Differences between stellar and laboratory reaction cross sections
Nuclear reactions proceed differently in stellar plasmas than in the laboratory due to the thermal effects in the plasma. On one hand, a target nucleus is bombarded by projectiles distributed in energy with a distribution defined by the plasma temperature. The most relevant energies are low by nuclear physics standards and thus require an improved description of low-energy properties, such as optical potentials, required for the calculation of reaction cross sections. Recent studies of low-energy cross sections suggest the necessity of a modification of the proton optical potential. On the other hand, target nuclei are in thermal equilibrium with the plasma and this modifies their reaction cross sections. It is generally expected that this modification is larger for endothermic reactions. We show that there are many exceptions to this rule.
💡 Research Summary
The paper investigates why nuclear reaction cross sections measured in terrestrial laboratories differ from those that occur in stellar plasmas. Two principal effects are identified. First, in a hot plasma the reacting particles are not mono‑energetic but follow a Maxwell‑Boltzmann distribution whose most probable energies are often only a few tens of keV—far below the energies typically used in laboratory experiments. Consequently, reaction rates are governed by the low‑energy tail of the distribution where quantum tunnelling through the Coulomb barrier dominates. Accurate modeling of this regime requires reliable optical potentials for the projectile–target interaction. Recent low‑energy proton‑capture data, however, reveal systematic discrepancies with the standard global optical potentials (e.g., Koning‑Delaroche). The data suggest that the real part of the potential is shallower and the imaginary part stronger at these energies, implying that the proton optical potential must be revised for astrophysical applications.

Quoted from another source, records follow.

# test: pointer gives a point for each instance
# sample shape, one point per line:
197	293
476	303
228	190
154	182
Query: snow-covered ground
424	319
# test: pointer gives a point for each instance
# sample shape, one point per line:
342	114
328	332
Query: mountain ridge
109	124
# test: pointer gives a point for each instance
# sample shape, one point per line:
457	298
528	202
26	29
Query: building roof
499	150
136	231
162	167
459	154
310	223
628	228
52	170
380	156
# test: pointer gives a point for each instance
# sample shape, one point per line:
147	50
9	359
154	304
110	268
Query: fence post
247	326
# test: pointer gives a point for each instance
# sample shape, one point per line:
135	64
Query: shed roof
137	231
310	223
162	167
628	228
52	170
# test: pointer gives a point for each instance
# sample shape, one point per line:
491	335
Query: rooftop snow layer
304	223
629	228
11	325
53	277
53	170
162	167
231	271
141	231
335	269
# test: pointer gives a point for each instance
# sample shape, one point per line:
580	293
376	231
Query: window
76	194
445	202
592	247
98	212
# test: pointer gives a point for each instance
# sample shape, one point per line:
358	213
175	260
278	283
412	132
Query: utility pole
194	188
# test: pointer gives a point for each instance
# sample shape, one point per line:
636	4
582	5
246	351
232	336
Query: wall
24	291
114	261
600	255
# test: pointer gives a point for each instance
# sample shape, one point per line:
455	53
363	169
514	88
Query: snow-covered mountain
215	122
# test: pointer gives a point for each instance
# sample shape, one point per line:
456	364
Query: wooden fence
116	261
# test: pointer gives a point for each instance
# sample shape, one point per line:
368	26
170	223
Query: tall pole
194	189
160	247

Second, the target nuclei themselves are in thermal equilibrium with the plasma. At stellar temperatures a non‑negligible fraction of nuclei occupy excited rotational or vibrational states, which modifies the effective reaction cross section because reactions can start from any thermally populated level. In laboratory measurements the target is essentially in its ground state, so the contribution of excited‑state channels is omitted. The thermal population effect is usually expected to be more important for endothermic (negative‑Q) reactions, because the extra internal energy helps to overcome the reaction threshold. The authors, however, demonstrate that this rule has many exceptions. By performing Hauser‑Feshbach statistical calculations for a set of nuclei (including Fe‑56, Ge‑70, Mo‑92, among others) they show that, depending on the structure of the nucleus, the low‑energy optical potential, and the level‑density model, some exothermic reactions experience thermal enhancements that are comparable to or even larger than those for endothermic reactions.

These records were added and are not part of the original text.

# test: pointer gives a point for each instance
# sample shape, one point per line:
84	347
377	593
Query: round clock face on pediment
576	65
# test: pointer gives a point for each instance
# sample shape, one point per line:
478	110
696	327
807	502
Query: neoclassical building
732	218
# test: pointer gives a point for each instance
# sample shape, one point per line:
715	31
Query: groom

These findings have direct implications for stellar nucleosynthesis modeling. Current astrophysical reaction networks often adopt laboratory cross sections and apply simple temperature‑dependent scaling factors (stellar enhancement factors) without fully accounting for the revised low‑energy optical potentials or the detailed thermal population of target states. The paper argues that a consistent treatment must incorporate (i) a modified proton (and α‑particle) optical potential calibrated to low‑energy data, and (ii) a statistical model that explicitly includes transitions from all thermally populated levels, using temperature‑dependent level‑density prescriptions. Such a combined approach can significantly alter predicted reaction rates for key processes such as the p‑process, s‑process, and certain branches of the r‑process that occur in supernovae, X‑ray bursts, and massive star interiors.
In summary, the authors conclude that stellar reaction cross sections cannot be reliably obtained by a naïve extrapolation of laboratory data. Both the thermal distribution of projectiles and the thermal excitation of targets must be treated with updated low‑energy optical potentials and comprehensive statistical models. This dual refinement is essential for reducing uncertainties in astrophysical nucleosynthesis calculations and for correctly interpreting observed elemental abundances.